Summer’s winding down. The sun slides further south in the Pennsylvania sky, and the day’s heat starts to dissipate as night settles in earlier and earlier.


There’s a lot of nostalgia for me in the fall. Even the color of the sunlight seems tinged with it.


The way the smell of the diners sits in the cool morning air in West Park reminds me of marching out into the crisp air at Ft. Leonard Wood in shorts and a tee shirt for jumping jacks, push-ups and a long morning run with my fellow recruits. We’d last eaten in the early evening and our stomachs rumbled as we passed through the breakfast aromas emanating from the mess halls.


I remember how Joey Konkiel (rest in peace) and I would walk around town as teens, talking music and nonsense, able to leave the air conditioning of the arcade now that the day’s heat no longer lingered.


Fumble Annie in yards and long-tossing a football on the bricks of Woodward Avenue, starting a fire down at the river to keep warm as Jim Carroll and I fished into the night. It all comes back when Fall’s imminent for me.
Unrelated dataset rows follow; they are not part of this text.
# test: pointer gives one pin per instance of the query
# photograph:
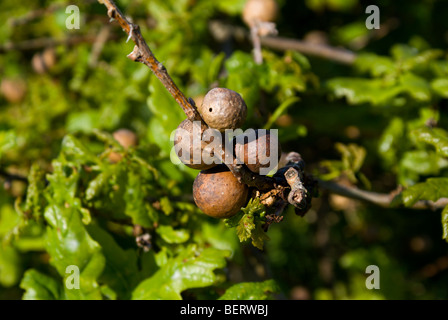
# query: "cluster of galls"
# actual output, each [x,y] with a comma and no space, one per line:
[216,191]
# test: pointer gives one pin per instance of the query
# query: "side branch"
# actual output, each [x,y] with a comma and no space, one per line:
[142,53]
[380,199]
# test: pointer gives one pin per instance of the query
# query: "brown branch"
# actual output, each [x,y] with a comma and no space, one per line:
[380,199]
[10,176]
[222,32]
[142,53]
[318,50]
[39,43]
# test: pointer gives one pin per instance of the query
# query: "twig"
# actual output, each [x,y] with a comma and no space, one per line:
[142,53]
[98,45]
[39,43]
[322,51]
[11,176]
[220,31]
[255,37]
[380,199]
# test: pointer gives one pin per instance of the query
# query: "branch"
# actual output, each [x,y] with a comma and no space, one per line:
[222,32]
[39,43]
[11,176]
[380,199]
[342,56]
[142,53]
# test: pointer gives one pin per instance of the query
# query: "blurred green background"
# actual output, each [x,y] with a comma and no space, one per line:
[355,123]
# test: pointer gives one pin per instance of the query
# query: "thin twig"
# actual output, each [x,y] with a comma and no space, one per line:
[255,37]
[142,53]
[39,43]
[221,31]
[11,176]
[380,199]
[322,51]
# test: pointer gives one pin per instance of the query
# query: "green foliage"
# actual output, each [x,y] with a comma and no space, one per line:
[191,268]
[131,226]
[251,291]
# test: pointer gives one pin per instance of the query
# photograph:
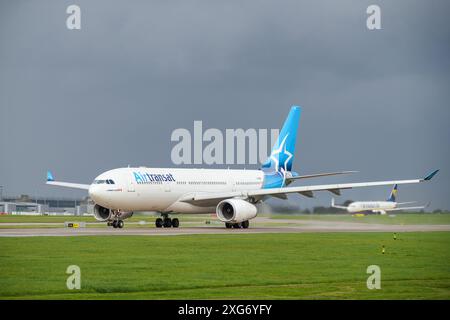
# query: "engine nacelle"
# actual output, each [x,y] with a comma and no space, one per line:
[235,210]
[105,214]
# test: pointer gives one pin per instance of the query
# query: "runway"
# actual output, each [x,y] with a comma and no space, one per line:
[262,225]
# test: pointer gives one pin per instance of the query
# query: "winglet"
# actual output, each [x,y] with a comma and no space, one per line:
[50,176]
[431,175]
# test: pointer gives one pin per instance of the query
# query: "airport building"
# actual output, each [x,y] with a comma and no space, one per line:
[25,204]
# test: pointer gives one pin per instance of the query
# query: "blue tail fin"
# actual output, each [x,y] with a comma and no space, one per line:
[282,154]
[393,195]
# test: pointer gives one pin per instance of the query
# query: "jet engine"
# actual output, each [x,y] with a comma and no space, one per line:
[105,214]
[235,211]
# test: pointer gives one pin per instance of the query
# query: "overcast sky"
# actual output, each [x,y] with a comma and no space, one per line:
[80,102]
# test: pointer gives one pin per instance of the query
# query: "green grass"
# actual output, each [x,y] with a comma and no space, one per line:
[245,266]
[402,218]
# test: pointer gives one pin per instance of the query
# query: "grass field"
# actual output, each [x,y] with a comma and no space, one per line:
[244,266]
[403,218]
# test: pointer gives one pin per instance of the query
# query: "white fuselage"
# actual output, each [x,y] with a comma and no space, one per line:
[159,189]
[375,206]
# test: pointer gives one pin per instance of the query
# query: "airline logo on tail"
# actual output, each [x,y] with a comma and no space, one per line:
[279,164]
[393,195]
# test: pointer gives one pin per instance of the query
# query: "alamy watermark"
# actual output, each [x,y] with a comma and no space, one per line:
[74,279]
[212,146]
[374,280]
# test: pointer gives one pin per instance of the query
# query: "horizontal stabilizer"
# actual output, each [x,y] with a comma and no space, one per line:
[317,175]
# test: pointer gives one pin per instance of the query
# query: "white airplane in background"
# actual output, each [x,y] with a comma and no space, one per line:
[231,194]
[380,207]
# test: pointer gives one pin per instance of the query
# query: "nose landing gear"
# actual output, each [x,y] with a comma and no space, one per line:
[243,225]
[166,222]
[116,224]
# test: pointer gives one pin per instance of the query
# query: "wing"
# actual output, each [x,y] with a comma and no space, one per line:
[316,175]
[208,199]
[69,185]
[410,208]
[333,205]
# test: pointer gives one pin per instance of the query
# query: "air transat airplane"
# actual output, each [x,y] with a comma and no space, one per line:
[231,194]
[380,207]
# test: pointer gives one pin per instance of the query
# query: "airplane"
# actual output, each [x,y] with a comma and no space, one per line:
[231,194]
[380,207]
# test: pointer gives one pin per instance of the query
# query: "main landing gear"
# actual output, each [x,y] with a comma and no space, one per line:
[116,224]
[166,222]
[243,225]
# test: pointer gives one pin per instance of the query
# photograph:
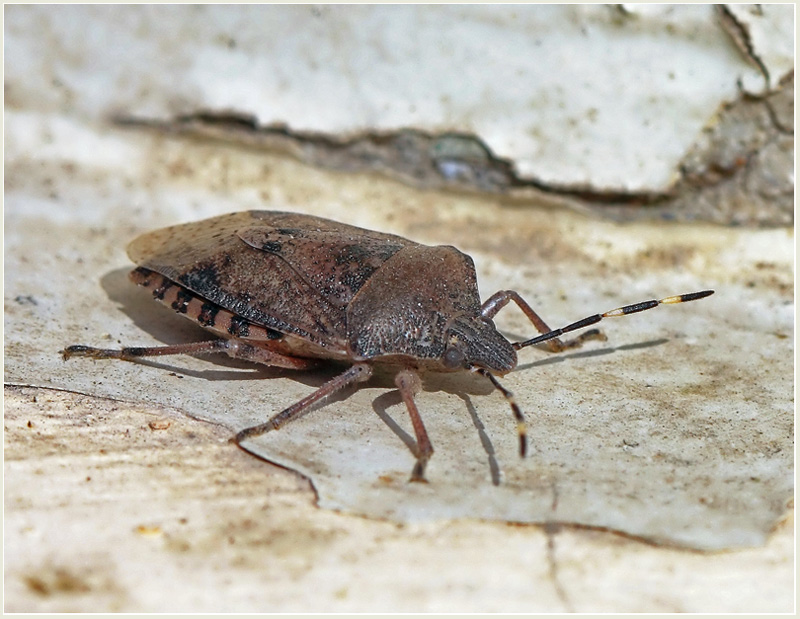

When we lived in San Diego, where the weather is pretty perfect 90% of the year, the seasons didn’t mean a lot, but I would drive the family up to the mountains to seek out a place with deciduous trees, dew on the morning grass and ripe apples at farm stands.


My Irish, German, and Polish skin loves the early Spring and the Fall.


No slathering of sunscreen necessary, but my mind? Baseball usually occupied too much of my mental bandwidth in Springtime. Autumn allowed more room for the inner poet to take note of my surroundings, and I’ll bet that has a lot to do with why it draws me so.


This year I’ll be even more intentional about getting out and enjoying the season. I need to unplug from the contention of election season, social disruption, burning cities and the work of adapting to new work circumstances, and I will.


I’ll head out with my wife for a couple of overnights, and take my old fishing bud Jim up to Erie.


Even daily I hope to walk and enjoy the crisp air in town.


I’ve seen 51 Autumn seasons begin. I was born a couple of days into my first one. It seems my bent to enjoy them, so as the clock of life ticks on, I ought go ahead and enjoy.


I hope you find time to do so as well.


Rev. James Hogan is a native of Stowe Township and serves as pastor of Faithbridge Community Church in McKees Rocks.